Hello from the other side: How machines learn to speak better

27. October, 2022 | Maximilian Vogel

This article is based on my presentation at the 5th Annual International Conference CURPAS on Autonomous Systems at the Center for Aeronautics and Astronautics (Zentrum für Luft- und Raumfahrt) in Wildau, Germany.

How do we interact with the machine sphere?

Many autonomous systems – for example, the bus that drives through Tegel without a driver, or the pizza delivery drone – currently still have a human attendant who intervenes if something goes wrong. This person can respond when passengers ask questions.

For the moment and for the proof of concept such an attendant is great. In the long term, however, the device must be able to explain itself. We can’t have complex devices driving around if they can’t interact with the environment.

How can such a user interface look like?

How do we interact with people?

If we look at the main points of contact with machines, we see that the simplicity of the control methods decreases with the range of interaction, and communication becomes more difficult: I can turn a device on and off with a simple switch – but not very much more. I can’t trigger complex actions.

In contrast, we see a sweet spot in the use of speech: It can be used to trigger many interactions. At the same time, this type of communication is easy and natural for most people to use.

So why hasn’t voice control really caught on yet?
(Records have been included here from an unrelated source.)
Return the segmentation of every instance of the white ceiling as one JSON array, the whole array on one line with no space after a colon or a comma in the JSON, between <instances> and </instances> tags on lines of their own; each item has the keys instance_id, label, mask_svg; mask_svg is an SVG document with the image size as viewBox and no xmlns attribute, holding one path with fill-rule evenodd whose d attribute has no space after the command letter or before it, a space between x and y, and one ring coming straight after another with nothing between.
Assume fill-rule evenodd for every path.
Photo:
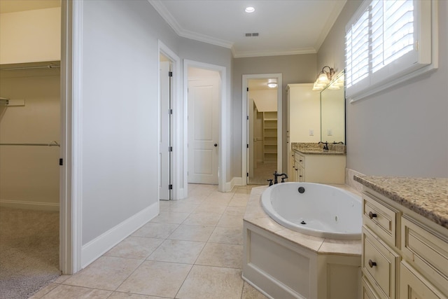
<instances>
[{"instance_id":1,"label":"white ceiling","mask_svg":"<svg viewBox=\"0 0 448 299\"><path fill-rule=\"evenodd\" d=\"M317 53L346 1L148 1L179 36L230 48L234 57Z\"/></svg>"},{"instance_id":2,"label":"white ceiling","mask_svg":"<svg viewBox=\"0 0 448 299\"><path fill-rule=\"evenodd\" d=\"M59 7L61 0L0 0L0 13Z\"/></svg>"}]
</instances>

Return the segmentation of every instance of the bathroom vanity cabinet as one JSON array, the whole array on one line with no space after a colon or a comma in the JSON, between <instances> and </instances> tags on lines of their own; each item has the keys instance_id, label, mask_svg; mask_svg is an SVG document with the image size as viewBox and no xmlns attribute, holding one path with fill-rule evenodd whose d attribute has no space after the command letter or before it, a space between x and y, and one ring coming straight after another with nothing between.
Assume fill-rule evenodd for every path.
<instances>
[{"instance_id":1,"label":"bathroom vanity cabinet","mask_svg":"<svg viewBox=\"0 0 448 299\"><path fill-rule=\"evenodd\" d=\"M371 183L375 177L355 180L368 185L362 202L362 298L447 298L448 180L441 179L438 198L433 192L428 194L434 187L419 188L413 182L409 186L416 192L410 193L405 179L398 179L405 196L414 193L411 199L402 197L399 190L382 192ZM388 189L394 183L393 179L381 181ZM440 213L433 213L432 206Z\"/></svg>"},{"instance_id":2,"label":"bathroom vanity cabinet","mask_svg":"<svg viewBox=\"0 0 448 299\"><path fill-rule=\"evenodd\" d=\"M292 181L321 183L344 183L345 155L325 153L321 150L309 153L293 151L291 155ZM290 180L291 181L291 180Z\"/></svg>"}]
</instances>

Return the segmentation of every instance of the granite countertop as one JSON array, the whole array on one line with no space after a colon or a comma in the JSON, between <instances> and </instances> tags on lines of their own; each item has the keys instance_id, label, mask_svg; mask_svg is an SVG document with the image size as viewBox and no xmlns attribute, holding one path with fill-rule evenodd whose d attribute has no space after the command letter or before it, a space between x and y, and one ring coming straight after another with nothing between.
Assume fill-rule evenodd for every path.
<instances>
[{"instance_id":1,"label":"granite countertop","mask_svg":"<svg viewBox=\"0 0 448 299\"><path fill-rule=\"evenodd\" d=\"M304 155L345 155L345 146L328 144L328 151L323 151L323 145L317 143L295 142L291 149Z\"/></svg>"},{"instance_id":2,"label":"granite countertop","mask_svg":"<svg viewBox=\"0 0 448 299\"><path fill-rule=\"evenodd\" d=\"M354 179L448 228L448 179L356 175Z\"/></svg>"}]
</instances>

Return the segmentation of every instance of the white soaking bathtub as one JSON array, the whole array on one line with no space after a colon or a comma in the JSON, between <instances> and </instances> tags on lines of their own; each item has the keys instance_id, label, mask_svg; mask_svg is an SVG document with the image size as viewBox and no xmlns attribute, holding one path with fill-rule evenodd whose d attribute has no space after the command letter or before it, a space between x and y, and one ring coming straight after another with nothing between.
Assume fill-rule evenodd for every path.
<instances>
[{"instance_id":1,"label":"white soaking bathtub","mask_svg":"<svg viewBox=\"0 0 448 299\"><path fill-rule=\"evenodd\" d=\"M315 237L360 239L360 197L314 183L273 185L261 195L263 209L281 225Z\"/></svg>"},{"instance_id":2,"label":"white soaking bathtub","mask_svg":"<svg viewBox=\"0 0 448 299\"><path fill-rule=\"evenodd\" d=\"M271 299L361 298L360 196L341 187L351 192L311 183L253 188L242 278Z\"/></svg>"}]
</instances>

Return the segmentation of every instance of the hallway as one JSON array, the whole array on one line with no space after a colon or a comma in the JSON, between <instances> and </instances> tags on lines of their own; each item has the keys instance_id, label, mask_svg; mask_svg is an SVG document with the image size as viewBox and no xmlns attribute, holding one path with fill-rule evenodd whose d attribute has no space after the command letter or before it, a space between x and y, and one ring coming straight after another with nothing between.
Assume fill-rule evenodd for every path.
<instances>
[{"instance_id":1,"label":"hallway","mask_svg":"<svg viewBox=\"0 0 448 299\"><path fill-rule=\"evenodd\" d=\"M190 184L188 198L160 202L158 216L31 298L266 298L241 278L251 188Z\"/></svg>"},{"instance_id":2,"label":"hallway","mask_svg":"<svg viewBox=\"0 0 448 299\"><path fill-rule=\"evenodd\" d=\"M249 177L248 183L263 186L269 184L267 179L274 179L274 172L276 170L276 162L257 163L257 168L253 169L253 176Z\"/></svg>"}]
</instances>

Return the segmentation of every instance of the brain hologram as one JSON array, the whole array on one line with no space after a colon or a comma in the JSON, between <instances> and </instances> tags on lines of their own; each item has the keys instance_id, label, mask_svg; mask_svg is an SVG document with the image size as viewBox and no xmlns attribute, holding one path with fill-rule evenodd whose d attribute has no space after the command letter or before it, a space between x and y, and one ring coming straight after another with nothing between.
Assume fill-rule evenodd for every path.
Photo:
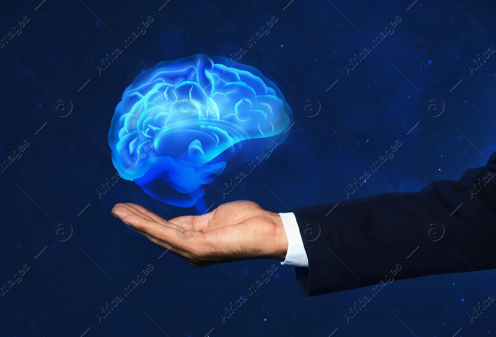
<instances>
[{"instance_id":1,"label":"brain hologram","mask_svg":"<svg viewBox=\"0 0 496 337\"><path fill-rule=\"evenodd\" d=\"M162 62L127 87L108 135L121 177L199 212L202 185L286 139L293 114L277 86L254 67L224 61L195 54Z\"/></svg>"}]
</instances>

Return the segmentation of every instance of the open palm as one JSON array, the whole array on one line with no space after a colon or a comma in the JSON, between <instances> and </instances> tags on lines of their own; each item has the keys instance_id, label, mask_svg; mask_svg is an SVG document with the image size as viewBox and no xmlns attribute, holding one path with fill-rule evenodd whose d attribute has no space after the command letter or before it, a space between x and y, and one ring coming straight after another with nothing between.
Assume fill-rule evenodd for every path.
<instances>
[{"instance_id":1,"label":"open palm","mask_svg":"<svg viewBox=\"0 0 496 337\"><path fill-rule=\"evenodd\" d=\"M288 241L281 217L240 201L202 215L167 221L139 205L118 203L112 213L192 267L254 258L282 258Z\"/></svg>"}]
</instances>

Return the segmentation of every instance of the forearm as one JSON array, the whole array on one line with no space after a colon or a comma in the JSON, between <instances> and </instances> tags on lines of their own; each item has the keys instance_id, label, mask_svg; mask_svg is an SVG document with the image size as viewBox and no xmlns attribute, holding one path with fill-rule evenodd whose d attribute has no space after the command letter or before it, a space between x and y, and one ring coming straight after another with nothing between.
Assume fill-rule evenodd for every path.
<instances>
[{"instance_id":1,"label":"forearm","mask_svg":"<svg viewBox=\"0 0 496 337\"><path fill-rule=\"evenodd\" d=\"M496 268L491 239L496 237L496 177L486 178L496 172L491 165L495 159L493 155L490 165L467 171L460 181L435 181L419 192L348 200L330 213L335 203L292 210L309 259L308 274L298 276L304 292L388 282L385 275L398 265L401 271L388 278ZM473 185L479 179L489 181L471 195L479 191ZM309 225L320 231L317 238L314 231L306 234Z\"/></svg>"}]
</instances>

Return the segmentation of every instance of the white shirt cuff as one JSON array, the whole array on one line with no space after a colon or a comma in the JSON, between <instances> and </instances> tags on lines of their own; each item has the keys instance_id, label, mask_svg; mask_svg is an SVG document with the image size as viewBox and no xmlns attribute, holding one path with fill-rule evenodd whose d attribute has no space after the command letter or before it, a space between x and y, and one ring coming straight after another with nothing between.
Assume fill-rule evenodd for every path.
<instances>
[{"instance_id":1,"label":"white shirt cuff","mask_svg":"<svg viewBox=\"0 0 496 337\"><path fill-rule=\"evenodd\" d=\"M291 212L279 213L279 214L281 216L288 238L288 252L284 259L281 260L281 264L308 268L308 257L303 246L303 240L300 234L300 227L295 214Z\"/></svg>"}]
</instances>

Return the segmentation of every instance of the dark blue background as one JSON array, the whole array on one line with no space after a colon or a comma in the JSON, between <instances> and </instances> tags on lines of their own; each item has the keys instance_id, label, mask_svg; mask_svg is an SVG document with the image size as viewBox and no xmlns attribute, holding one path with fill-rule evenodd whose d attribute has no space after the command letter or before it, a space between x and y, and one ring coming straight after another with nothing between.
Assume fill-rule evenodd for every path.
<instances>
[{"instance_id":1,"label":"dark blue background","mask_svg":"<svg viewBox=\"0 0 496 337\"><path fill-rule=\"evenodd\" d=\"M133 202L167 219L194 214L194 207L159 205L123 179L100 199L96 192L115 175L107 153L110 120L140 72L198 53L234 55L274 15L270 33L239 62L278 85L295 124L287 140L225 199L220 191L235 171L206 186L207 206L240 199L275 212L333 205L397 139L402 145L394 158L353 198L392 192L388 184L415 191L434 180L458 179L496 150L496 55L473 74L469 68L496 45L494 1L419 0L407 10L413 0L294 0L285 9L289 0L171 0L159 11L164 2L46 0L35 10L41 2L0 5L1 37L30 19L0 49L0 161L25 139L30 143L0 173L0 283L30 266L0 298L2 336L79 337L88 328L85 336L164 336L161 329L171 337L202 337L212 328L211 336L328 336L336 328L333 336L406 337L409 329L418 337L450 337L460 328L457 336L494 333L496 304L473 323L469 318L494 295L494 270L479 272L483 279L473 272L393 282L347 324L345 314L367 288L307 298L294 268L277 261L195 269L168 252L159 260L164 250L112 216L112 206ZM146 33L99 75L101 60L150 15ZM398 15L394 33L346 74L349 60ZM67 117L53 108L59 96L73 105ZM429 116L431 100L439 109L445 105L441 116ZM316 116L308 117L319 106ZM60 241L53 227L67 223L73 233ZM494 257L480 256L488 258ZM273 264L277 276L223 323L225 308ZM100 308L149 264L154 269L146 281L99 323Z\"/></svg>"}]
</instances>

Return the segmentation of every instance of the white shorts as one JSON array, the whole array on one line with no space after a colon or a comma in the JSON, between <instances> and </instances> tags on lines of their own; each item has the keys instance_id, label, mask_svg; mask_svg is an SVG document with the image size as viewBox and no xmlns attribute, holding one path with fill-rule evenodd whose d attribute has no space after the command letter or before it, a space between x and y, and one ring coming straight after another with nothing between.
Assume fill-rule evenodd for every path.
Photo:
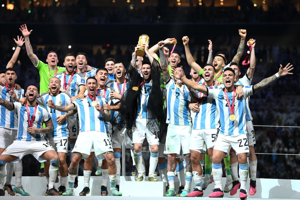
<instances>
[{"instance_id":1,"label":"white shorts","mask_svg":"<svg viewBox=\"0 0 300 200\"><path fill-rule=\"evenodd\" d=\"M96 158L98 159L103 158L105 152L113 151L112 143L106 133L90 131L80 132L72 152L80 153L82 155L82 159L84 159L90 155L92 148L94 148Z\"/></svg>"},{"instance_id":2,"label":"white shorts","mask_svg":"<svg viewBox=\"0 0 300 200\"><path fill-rule=\"evenodd\" d=\"M77 116L77 115L75 115ZM71 115L68 118L68 128L70 132L69 137L71 139L76 139L79 134L79 126L77 117Z\"/></svg>"},{"instance_id":3,"label":"white shorts","mask_svg":"<svg viewBox=\"0 0 300 200\"><path fill-rule=\"evenodd\" d=\"M57 152L68 153L69 140L68 137L48 138L46 138L49 142Z\"/></svg>"},{"instance_id":4,"label":"white shorts","mask_svg":"<svg viewBox=\"0 0 300 200\"><path fill-rule=\"evenodd\" d=\"M255 140L255 134L254 132L253 123L251 120L247 121L247 131L248 132L248 138L249 139L249 146L254 146L256 143Z\"/></svg>"},{"instance_id":5,"label":"white shorts","mask_svg":"<svg viewBox=\"0 0 300 200\"><path fill-rule=\"evenodd\" d=\"M6 149L17 138L18 130L0 127L0 148Z\"/></svg>"},{"instance_id":6,"label":"white shorts","mask_svg":"<svg viewBox=\"0 0 300 200\"><path fill-rule=\"evenodd\" d=\"M182 149L183 154L190 153L190 138L192 126L180 126L169 124L166 138L166 150L167 154L180 154Z\"/></svg>"},{"instance_id":7,"label":"white shorts","mask_svg":"<svg viewBox=\"0 0 300 200\"><path fill-rule=\"evenodd\" d=\"M215 142L214 149L219 150L228 153L231 147L235 151L237 154L242 153L249 152L249 145L248 142L248 134L238 135L228 135L219 134Z\"/></svg>"},{"instance_id":8,"label":"white shorts","mask_svg":"<svg viewBox=\"0 0 300 200\"><path fill-rule=\"evenodd\" d=\"M158 138L154 134L159 132L159 127L155 120L153 121L154 123L151 123L152 124L150 126L155 128L150 130L147 127L147 119L137 119L136 121L137 128L132 131L132 142L134 144L142 144L145 138L147 138L149 145L159 144Z\"/></svg>"},{"instance_id":9,"label":"white shorts","mask_svg":"<svg viewBox=\"0 0 300 200\"><path fill-rule=\"evenodd\" d=\"M18 162L25 155L31 154L40 162L47 161L40 157L45 152L49 150L54 150L44 138L38 141L24 141L15 140L4 150L2 154L12 155L19 157L19 159L11 162Z\"/></svg>"},{"instance_id":10,"label":"white shorts","mask_svg":"<svg viewBox=\"0 0 300 200\"><path fill-rule=\"evenodd\" d=\"M190 140L190 150L205 153L207 148L213 148L218 137L218 129L192 130ZM206 144L206 146L204 145Z\"/></svg>"}]
</instances>

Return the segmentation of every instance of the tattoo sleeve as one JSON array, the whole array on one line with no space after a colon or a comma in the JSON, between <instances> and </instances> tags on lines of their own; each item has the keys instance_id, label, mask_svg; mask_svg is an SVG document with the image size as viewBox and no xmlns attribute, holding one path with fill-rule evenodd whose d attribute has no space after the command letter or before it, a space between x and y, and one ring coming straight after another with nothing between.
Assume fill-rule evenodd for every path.
<instances>
[{"instance_id":1,"label":"tattoo sleeve","mask_svg":"<svg viewBox=\"0 0 300 200\"><path fill-rule=\"evenodd\" d=\"M2 99L0 98L0 105L4 106L8 110L11 111L13 109L13 104L12 103Z\"/></svg>"},{"instance_id":2,"label":"tattoo sleeve","mask_svg":"<svg viewBox=\"0 0 300 200\"><path fill-rule=\"evenodd\" d=\"M207 64L212 64L212 52L210 52L208 53L208 58L207 58Z\"/></svg>"},{"instance_id":3,"label":"tattoo sleeve","mask_svg":"<svg viewBox=\"0 0 300 200\"><path fill-rule=\"evenodd\" d=\"M245 39L241 39L240 45L238 46L238 52L237 52L237 54L234 56L233 59L232 59L232 62L238 63L238 62L240 62L240 59L241 59L242 55L243 55L243 52L244 52Z\"/></svg>"},{"instance_id":4,"label":"tattoo sleeve","mask_svg":"<svg viewBox=\"0 0 300 200\"><path fill-rule=\"evenodd\" d=\"M264 88L265 88L270 85L278 78L277 78L275 74L268 78L265 78L253 86L253 90L254 93L255 93Z\"/></svg>"}]
</instances>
Many speech interfaces are not good enough in terms of quality and have a terrible user experience. The machines still have a hard time recognizing the user’s wishes. I don’t know what the thing can do, and I usually have to learn it the hard way: I’m frustratingly often told that it does not understand me.

The first commercial speech applications were designed to look like a graphical user interface: The systems performed exactly the tasks that were stored in the portfolio. In the meantime, voice assistants have become much broader: The machines can be addressed more generally. Meanwhile, Alexa can respond to me if I tell her I love her. So voice assistants are evolving from voice automata to machine beings.

Why do we model a machine into a human-like person?

If a machine understands natural language and can converse beyond its portfolio skills, the uncertainty in communication is reduced: For humans, the machine is now no longer an unknown thing, but a specimen of a familiar category: I can talk to it like a human.

Xiaoice, is a speech system from Microsoft China, as an avatar, the system has been given the character of a young girl. Many people chat with the software for hours. It has more than 40 million users. This system is based on the Large Language Models.

What are these Large Language Models?

From rule-based to Large Language Models

In Large Language Models (LLM), the system is pre-trained with several terabytes of Internet texts. Base on this, the model is able to speak in natural language and answer factual and logical questions. I’m having a conversation with someone who has read Wikipedia. Completely. And in all languages. Then, with specific training, I can tweak it for a specific task.

LLMs work best in English. This is because the LLMs are fed with internet data and most of the material on the web is in English.

Here I have illustrated a specific training for an autonomous bus.

Based on the pre-training, I feed specific training data into the system, for example marketing and communication material as well as database content about stops or traffic times. Based on this, the bot can answer a lot of questions that are covered in this material.

In my last example, we equip two autonomous systems with speech capabilities and let them loose on each other:

Delivery drone “Darren” wants to deliver a letter with acknowledgment of receipt, concierge robot “Carl” manages the appointment calendar of the letter recipient. Both machines have to find a common time slot based on their appointment calendar entries.

Negotiations are not super fast, but the machines are able to agree on an appointment slot. Two humans might have been able to get this task done in half the time. But for two machines without a defined interface, the result is quite remarkable.

What follows from this?

If we equip the world in the future with more autonomous systems in our public and private spheres, then we ensure that the new entities enrich our everyday lives. As understandable, pleasant, exciting interlocutors.

Many thanks to the CURPAS organizers, Prof. Dr. Uwe Meinberg and Dr. Christina Eisenberg for the wonderful event and the invitation!

Many thank also to Max Heintze, Kirsten Küppers and Hoa Le- Van Lessen for inspiration and support with the presentation and text.